Il re della Lidia Creso al cospetto del filosofo Solone in un dipinto ottocentesco.

La Grecia antica ha trasmesso regimi politici come democrazia e tirannide, scienze come geometria e fisica e invenzioni come gli specchi riflettenti e la moneta. A detta dello storico Erodoto la moneta sarebbe nata in Lidia, regione di confine fra i regni asiatici più occidentali e l’inizio dell’area di influenza greca. La testimonianza di Erodoto è stata confermata dal ritrovamento nella zona corrispondente alla attuale Turchia occidentale di un ricco deposito di offerte votive nel basamento del tempio di Artemide a Efeso. Fra gli oggetti identificati dagli archeologi anche un tesoretto di 87 monete: coniate in elettro, una lega naturale di oro e argento che in Lidia si trovava in abbondanza in natura nella sabbia del fiume Pattolo, erano piuttosto grezze, globulari, spesse, anepigrafi, con simboli soltanto su una faccia – teste di animali o divinità – e sull’altra il segno dell’incuso, quadrati o rettangoli impressi profondamente che indicavano una delle tecniche della coniazione. Gli studiosi, che le hanno datate agli ultimi decenni del VII secolo a.C., le ritengono le prime del mondo, quelle che, diffondendosi dall’Asia minore verso est e soprattutto ovest assicurarono all’invenzione il successo nei secoli.

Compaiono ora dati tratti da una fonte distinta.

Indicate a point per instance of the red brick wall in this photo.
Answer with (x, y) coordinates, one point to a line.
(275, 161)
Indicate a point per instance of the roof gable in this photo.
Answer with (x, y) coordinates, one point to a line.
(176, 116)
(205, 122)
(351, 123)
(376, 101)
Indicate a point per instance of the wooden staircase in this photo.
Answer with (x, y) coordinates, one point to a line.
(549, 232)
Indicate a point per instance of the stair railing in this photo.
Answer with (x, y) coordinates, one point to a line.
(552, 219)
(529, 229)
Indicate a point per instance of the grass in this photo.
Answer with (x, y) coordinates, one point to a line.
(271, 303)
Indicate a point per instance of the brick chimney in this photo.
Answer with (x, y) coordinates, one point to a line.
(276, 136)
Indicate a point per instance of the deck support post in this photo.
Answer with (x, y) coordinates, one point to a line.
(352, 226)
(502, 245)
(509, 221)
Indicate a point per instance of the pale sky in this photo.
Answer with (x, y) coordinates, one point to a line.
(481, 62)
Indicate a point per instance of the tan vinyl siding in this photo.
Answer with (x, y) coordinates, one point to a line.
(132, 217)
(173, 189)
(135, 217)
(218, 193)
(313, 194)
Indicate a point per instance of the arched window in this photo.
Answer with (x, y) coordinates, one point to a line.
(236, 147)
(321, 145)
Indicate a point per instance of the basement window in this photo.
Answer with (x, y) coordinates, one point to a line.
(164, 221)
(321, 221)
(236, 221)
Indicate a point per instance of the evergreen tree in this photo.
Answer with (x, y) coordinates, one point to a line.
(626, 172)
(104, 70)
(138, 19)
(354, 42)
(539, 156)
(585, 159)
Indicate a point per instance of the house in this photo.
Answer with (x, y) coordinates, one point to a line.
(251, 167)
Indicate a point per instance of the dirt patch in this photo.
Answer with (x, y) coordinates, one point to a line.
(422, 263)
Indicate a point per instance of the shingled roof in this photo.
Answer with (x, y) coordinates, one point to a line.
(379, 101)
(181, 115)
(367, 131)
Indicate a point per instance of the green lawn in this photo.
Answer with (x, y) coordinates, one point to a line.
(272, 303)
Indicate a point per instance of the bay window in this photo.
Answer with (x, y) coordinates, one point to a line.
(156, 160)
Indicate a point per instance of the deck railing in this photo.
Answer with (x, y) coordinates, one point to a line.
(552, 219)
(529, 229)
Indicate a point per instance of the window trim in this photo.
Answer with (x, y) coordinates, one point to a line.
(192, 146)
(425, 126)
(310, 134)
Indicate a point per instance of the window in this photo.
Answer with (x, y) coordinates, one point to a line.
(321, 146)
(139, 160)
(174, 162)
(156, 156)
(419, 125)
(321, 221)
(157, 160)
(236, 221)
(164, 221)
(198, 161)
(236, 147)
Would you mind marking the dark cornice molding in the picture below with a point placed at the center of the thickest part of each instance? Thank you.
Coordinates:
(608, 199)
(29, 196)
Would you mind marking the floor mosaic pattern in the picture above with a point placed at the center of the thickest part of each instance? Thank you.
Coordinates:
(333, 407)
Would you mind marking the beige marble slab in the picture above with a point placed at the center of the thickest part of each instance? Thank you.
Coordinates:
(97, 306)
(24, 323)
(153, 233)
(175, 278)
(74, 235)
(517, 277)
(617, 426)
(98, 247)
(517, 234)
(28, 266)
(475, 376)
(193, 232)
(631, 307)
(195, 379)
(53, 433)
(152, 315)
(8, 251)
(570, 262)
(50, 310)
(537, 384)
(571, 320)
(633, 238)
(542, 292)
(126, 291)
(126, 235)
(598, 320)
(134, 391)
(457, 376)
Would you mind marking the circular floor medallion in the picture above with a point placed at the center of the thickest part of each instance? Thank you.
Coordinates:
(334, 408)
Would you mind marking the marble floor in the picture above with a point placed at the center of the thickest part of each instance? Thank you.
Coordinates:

Ai tempi di Omero, prima dell’introduzione della moneta, tutto si contava in buoi:
un uomo ne valeva 100, un’armatura di bronzo 9, una donna da 4 a 20 a seconda della bellezza

La moneta in elettro della Lidia datata 650-610 a.C. rappresenta la testa di un leone a fauci spalancate e mostra al rovescio segni di incuso. Forma globulare, spessore, assenza di legenda le identificano come primi esempi di monetazione.

Le origini delle moneta sono indissolubilmente legate al re di Lidia Creso, la cui ricchezza era leggendaria: il nome stesso, Creso, in greco antico rimanda al concetto di oro. Fu lui che a metà del VI secolo a.C. introdusse una regolare monetazione bimetallica, in oro e argento (il rame sarebbe arrivato due secoli dopo), perché l’utilizzo di metalli puri evitava l’incertezza della composizione di una lega all’interno di un sistema di pesi ben definito.

Arcaica – 650-610 a.C. – anche l’hekté di elettro della Lidia, che riporta una sola faccia incisa, con una testa di cinghiale, e al rovescio segni di incuso.

Nel VII secolo e nella prima metà del VI a.C. nelle regioni costiere dell’Asia minore e sulle isole che le fronteggiavano l’unità di misura delle monete era infatti lo statere di elettro, pesante circa 16,50 grammi. In elettro era anche l’hekté, equivalente alla sesta parte dello statere, del peso di circa 2,34 grammi. Questi due valori nominali hanno originato bellissime serie monetali molto diffuse nel Mediterraneo orientale. Le più note sono quelle di Cizico, coniate in maggiore quantità e per più lungo tempo e che hanno servito ai commerci nell’Egeo fino all’età alessandrina: erano facilmente riconoscibili per la ricorrente presenza del tonno, simbolo della città.

Un gallo e la foca simbolo di Focea occupano una faccia dell’hekté coniato attorno alla fine del 600 a.C. dalla città ionica.

Lo statere d’oro di Cizico, in Asia minore, coniato attorno al 500 a.C., effigia una leonessa che sovrasta il tonno, emblema della città. Non servivano legende, bastava l’immagine a indicare l’autorità emittente.

Fra VI e V secolo a.C. inizia anche la ricca serie di hekté in elettro di Focea, con il simbolo della foca, emblema parlante della città, la cui emissione continuò sino ai tempi di Alessandro Magno. Simili a queste, ma personalizzate secondo le caratteristiche delle singole città, anche le monete di Mileto con il leone, Efeso con il cervo, Lampsaco con la protome di Pegaso, Chio con la sfinge. Ricorrente anche la presenza di dei e dee, gli abitanti dell’Olimpo erano chiamati in causa come protettori della città e garanti della bontà della moneta.